P iba a empezar a caminar cuando sintió una puntada en el pecho. Miró hacia atrás y vio al muchacho parado junto a su bicicleta, tal como lo había visto la primera vez. Aunque le parecía raro, no podía negar que, a pesar de haber pasado apenas unas horas juntos, se había encariñado con él tanto como si lo conociera desde hacía años.

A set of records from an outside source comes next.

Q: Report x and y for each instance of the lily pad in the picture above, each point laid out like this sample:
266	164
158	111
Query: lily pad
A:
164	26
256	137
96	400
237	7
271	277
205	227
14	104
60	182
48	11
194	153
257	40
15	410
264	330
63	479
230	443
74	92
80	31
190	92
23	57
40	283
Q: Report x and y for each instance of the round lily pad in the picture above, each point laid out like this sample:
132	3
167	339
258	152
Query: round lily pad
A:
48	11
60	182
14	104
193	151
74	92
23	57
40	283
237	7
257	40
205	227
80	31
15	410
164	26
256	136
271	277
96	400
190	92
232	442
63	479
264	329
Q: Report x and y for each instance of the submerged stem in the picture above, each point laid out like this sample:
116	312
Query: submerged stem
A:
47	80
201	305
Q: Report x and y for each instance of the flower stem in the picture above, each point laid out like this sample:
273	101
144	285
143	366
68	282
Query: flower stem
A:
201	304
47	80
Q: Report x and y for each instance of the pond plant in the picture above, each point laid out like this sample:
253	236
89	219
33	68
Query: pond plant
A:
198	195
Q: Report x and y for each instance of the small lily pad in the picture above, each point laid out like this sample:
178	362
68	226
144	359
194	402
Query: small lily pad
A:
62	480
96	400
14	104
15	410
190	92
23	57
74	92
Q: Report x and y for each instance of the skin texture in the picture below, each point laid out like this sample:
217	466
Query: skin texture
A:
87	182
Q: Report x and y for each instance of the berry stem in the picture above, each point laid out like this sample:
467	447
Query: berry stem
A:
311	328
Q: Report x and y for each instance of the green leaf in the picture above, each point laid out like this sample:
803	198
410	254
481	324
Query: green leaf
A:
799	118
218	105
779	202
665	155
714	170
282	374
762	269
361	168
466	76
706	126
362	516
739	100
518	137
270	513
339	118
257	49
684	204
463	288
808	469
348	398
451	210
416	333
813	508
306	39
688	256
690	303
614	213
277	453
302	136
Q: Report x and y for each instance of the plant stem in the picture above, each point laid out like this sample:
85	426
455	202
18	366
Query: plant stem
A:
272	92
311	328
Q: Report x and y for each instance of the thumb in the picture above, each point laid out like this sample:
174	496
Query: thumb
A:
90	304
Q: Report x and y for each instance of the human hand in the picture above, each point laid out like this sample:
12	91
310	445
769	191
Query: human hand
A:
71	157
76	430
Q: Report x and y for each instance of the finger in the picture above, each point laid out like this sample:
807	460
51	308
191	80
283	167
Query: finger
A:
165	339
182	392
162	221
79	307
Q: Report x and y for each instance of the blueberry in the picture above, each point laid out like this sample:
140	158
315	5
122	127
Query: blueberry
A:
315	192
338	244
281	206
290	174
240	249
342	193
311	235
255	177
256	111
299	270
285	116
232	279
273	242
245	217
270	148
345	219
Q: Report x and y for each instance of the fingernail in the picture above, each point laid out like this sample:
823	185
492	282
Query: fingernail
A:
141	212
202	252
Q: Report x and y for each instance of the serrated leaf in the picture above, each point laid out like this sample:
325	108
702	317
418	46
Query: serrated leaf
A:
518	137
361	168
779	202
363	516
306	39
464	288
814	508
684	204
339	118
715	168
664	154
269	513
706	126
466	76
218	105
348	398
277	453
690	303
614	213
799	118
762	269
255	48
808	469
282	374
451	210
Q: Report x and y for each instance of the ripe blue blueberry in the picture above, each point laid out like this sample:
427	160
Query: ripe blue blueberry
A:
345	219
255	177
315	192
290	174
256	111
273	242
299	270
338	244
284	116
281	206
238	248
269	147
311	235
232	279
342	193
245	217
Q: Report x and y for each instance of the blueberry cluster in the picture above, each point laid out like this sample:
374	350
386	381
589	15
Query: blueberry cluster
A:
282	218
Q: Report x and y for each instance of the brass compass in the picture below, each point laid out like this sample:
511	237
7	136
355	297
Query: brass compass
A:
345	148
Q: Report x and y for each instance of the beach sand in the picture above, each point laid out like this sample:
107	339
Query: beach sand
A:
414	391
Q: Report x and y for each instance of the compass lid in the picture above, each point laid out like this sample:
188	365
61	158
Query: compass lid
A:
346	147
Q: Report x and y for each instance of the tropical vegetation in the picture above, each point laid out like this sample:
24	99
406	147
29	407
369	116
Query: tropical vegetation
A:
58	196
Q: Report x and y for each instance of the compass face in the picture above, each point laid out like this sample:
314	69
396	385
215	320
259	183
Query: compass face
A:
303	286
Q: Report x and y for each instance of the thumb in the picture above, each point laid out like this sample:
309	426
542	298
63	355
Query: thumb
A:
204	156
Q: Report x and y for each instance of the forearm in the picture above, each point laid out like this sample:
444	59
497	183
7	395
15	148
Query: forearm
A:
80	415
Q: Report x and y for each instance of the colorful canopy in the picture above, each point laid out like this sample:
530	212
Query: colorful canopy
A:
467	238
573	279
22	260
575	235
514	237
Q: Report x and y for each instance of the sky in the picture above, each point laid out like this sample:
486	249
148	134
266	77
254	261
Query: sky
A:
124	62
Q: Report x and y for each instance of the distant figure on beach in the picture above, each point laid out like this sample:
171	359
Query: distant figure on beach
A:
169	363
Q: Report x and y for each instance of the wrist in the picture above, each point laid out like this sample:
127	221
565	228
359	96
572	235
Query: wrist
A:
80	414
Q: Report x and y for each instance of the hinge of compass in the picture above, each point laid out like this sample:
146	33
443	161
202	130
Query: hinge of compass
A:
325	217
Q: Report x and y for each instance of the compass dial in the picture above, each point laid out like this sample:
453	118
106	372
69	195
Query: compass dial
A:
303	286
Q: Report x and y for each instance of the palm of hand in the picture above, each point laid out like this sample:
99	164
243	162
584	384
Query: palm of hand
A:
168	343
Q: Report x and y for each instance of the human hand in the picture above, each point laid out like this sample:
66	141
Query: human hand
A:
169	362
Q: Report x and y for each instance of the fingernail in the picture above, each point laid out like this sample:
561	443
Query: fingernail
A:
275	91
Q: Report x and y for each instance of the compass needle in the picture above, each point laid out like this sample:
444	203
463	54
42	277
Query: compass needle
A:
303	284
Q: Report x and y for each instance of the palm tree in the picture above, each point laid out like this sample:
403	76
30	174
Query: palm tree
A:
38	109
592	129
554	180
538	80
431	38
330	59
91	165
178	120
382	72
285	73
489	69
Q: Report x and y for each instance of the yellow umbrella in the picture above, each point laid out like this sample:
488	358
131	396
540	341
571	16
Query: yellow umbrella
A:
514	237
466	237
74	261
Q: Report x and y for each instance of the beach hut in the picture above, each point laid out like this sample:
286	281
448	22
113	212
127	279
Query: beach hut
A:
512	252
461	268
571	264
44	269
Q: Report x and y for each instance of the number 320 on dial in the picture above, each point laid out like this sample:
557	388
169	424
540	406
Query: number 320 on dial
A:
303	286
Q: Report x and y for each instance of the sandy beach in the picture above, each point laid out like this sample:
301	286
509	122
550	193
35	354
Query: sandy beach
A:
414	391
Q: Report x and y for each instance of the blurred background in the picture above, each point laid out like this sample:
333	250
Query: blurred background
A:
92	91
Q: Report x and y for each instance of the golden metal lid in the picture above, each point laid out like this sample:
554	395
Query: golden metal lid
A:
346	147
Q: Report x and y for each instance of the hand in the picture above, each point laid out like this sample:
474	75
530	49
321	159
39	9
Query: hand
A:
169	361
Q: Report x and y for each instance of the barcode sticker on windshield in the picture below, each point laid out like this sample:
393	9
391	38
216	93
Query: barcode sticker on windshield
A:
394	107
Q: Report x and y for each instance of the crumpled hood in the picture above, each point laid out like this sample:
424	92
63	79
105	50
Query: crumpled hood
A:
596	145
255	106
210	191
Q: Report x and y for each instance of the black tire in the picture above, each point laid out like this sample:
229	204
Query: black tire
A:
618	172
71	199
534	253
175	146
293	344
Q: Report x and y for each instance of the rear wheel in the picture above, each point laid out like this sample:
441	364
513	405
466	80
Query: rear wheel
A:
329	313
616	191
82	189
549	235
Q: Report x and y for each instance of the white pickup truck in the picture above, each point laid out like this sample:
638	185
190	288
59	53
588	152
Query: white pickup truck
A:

—¿Volveremos a vernos? —preguntó.

—No punto —respondió Pacífico, visiblemente triste—. El Estatuto del Club prohíbe que los asociados vuelvan a ver a los emisarios pun-to. Este es uno de los puntos fundamentales del Estatuto coma, y como tal debe ser respetado como si fuera la palabra santa de nuestra santa madre punto. Pese a eso coma, yo lo veré a usted en La Prueba punto. Pero usted no podrá verme punto. Adiós punto final.

Pacífico estiró su mano pequeña y fría y rozó la de P. Luego se dio media vuelta y empezó a pedalear. P no pudo disimular su tristeza ni tampoco Pacífico. Pero aun así entendió que ambos estaban obligados: P a deshacer el error alrededor de la solicitud de ingreso al Club, Pa-cífico a continuar recogiendo asociados.

Estaba a punto de llorar, cuando escuchó la voz del hermano de Pací-fico, a quien había olvidado. El hombre estaba ya reclinado sobre su bicicleta y, arreglándose los mostachos, dijo:

—Ténganos en cuenta para lo que guste coma, señor P punto. Cuando necesite algo llámenos punto. Somos Pacífico y Atlántico Sosa coma, los Hermanos Sosa a sus órdenes punto.

Entonces comenzó a pedalear detrás de su hermano.